Rather than making a person a joint owner of the account, you can have a person designated as an authorized signer. An authorized signer would be similar to an Agent under a Power of Attorney, and would not have actual ownership rights to the account and would not inherit the funds upon your death.
A Living Will is a legal document to be used by you to indicate in writing what type of life sustaining medical treatment you would or would not want to receive if you were in two specific conditions: a permanent state of unconsciousness, or already having been diagnosed with a terminal disease.
The purpose of a Living Will is for you to tell your family members or loved ones, in writing, whether you want to be medically treated to be kept alive if so doing would merely be prolonging your death.

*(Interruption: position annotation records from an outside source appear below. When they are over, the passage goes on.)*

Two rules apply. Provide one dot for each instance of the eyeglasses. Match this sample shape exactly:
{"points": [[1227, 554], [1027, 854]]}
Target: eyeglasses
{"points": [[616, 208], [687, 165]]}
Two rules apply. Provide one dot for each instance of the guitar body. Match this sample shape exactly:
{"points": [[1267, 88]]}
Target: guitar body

In so doing, you would be relieving your family members or loved ones with the responsibility of having to make such a decision.
Another name for a Living Will is an Advance Medical Directive. It is important to understand that a Living Will or Advanced Medical Directive is only effective when you are incompetent, in a permanent state of unconsciousness or in an end stage medical condition (already diagnosed as suffering from an incurable and irreversible medical condition or disease that will in the opinion of your attending physician to a reasonable degree of medical certainty result in your death).